2016-03-20 / Sports

Fall down seven times, stand up eight; Area athlete heading to Rio 2016 games

BY MICHAEL SELECKY
810-452-2632 • mselecky@mihomepaper.com


Aysa Miller and Jenn Armbruster, shown here during their trip to Lapeer earlier this year. 
Photo by Michael Selecky Aysa Miller and Jenn Armbruster, shown here during their trip to Lapeer earlier this year. Photo by Michael Selecky LAPEER – There’s a Chinese proverb that states, “From the hottest fire comes the strongest steel.” If that’s the case it would explain a lot about Lapeer East grad and former Western Michigan University track and field standout Asya Miller, who is getting ready to compete for the United States Paralympics Team in Rio De Janeiro, Brazil, September 7-18 in the sport of goalball. This is Miller’s fifth time competing.

“I chose WMU because it was the best college in the state for people with a visual impairment, as far as getting accommodations and things like that,” Miller said. “Because of that, there was a very large community there that played goalball. The people who ran the department of blind rehabilitation would have weekly practices and they hosted a tournament in Kalamazoo for many years, but there have been goalball tournaments in Michigan for 32 years now.”

According to www.paralympic.org, “Goalball was devised in 1946 in an effort to rehabilitate visually impaired veterans who returned from World War II. The object of the game is to roll the ball into the opposite goal while opposing players try to block the ball with their bodies. Bells inside the balls help orient the players, indicating the direction of the on-coming ball. Therefore, while play is in progress, complete silence is required in the venue to allow the players to instantly react to the ball.”

“(Making the national team) isn’t much different than other team sports. You play at regional events and tournaments in hopes of getting noticed by a national coach,” Miller said. “Then you get invited to a training camp, which has up to 12 ladies, and the process gets cut down. You may go to international tournaments to get tested out before you make a Paralympic team.”

Even though the game’s roots go much deeper, goalball didn’t get introduced as a Paralympic event until 1976 in Toronto. Because this sport is only for the visually impaired, athletes must also wear blackout masks while on the playing court.

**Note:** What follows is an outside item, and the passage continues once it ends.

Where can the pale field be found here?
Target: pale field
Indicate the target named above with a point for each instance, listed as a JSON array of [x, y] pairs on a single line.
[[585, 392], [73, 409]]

“It’s fairly unique and a very awesome experience to be able to represent your country and stand on the top of a podium and hear the national anthem,” said

Miller. “Not a lot of people get to do that, just like not a lot of athletes get to do that. Only the best of the best get that experience, and that’s one of the things that makes you want to strive for and do again.”

Now that Miller and teammate and partner Jenn Armbruster, who will be competing at her seventh Paralympics later this year in South America, have had their time in the spotlight the duo is contemplating making this their final international competition as athletes.

While the decision wasn’t an easy one, it comes after winning gold medals in 2008, silver medals in

2004 and finishing sixth in 2012.

“It’s probably that same competitiveness and desire to win that’s always been there. I don’t think that leaves people. I think most people’s bodies give out before they mentally do,” Miller said. “If I was in perfect physical health, I could keep playing, but people get older. That’s why the people who have that competitive edge go to other things, like coaching and officiating, to continue in their sports because they love the competitive world.”

While Miller and Armbruster and their fouryear old son Rider currently live in Oregon, they extended their trip to Michigan for a goalball event in Detroit in February by a couple days to visit family in the Lapeer area. Considering the various health concerns in Brazil presently being debated, that makes this trip that much more meaningful since most athlete’s loved ones won’t be in attendance for the actual games themselves.

“I’m not worried about it yet. There’s still time,” said Miller. “One of the positives of being a Paralympian as opposed to an Olympian is that if there are going to be kinks and stuff, they’re going to get worked out during the Olympics. If that means we all have to get immunized, there’s going to be some type of remedy before we get there. It’ll be resolved or they’ll have something planned before we even go. It wouldn’t be the first time I’ve been to a country where you can’t drink the water.”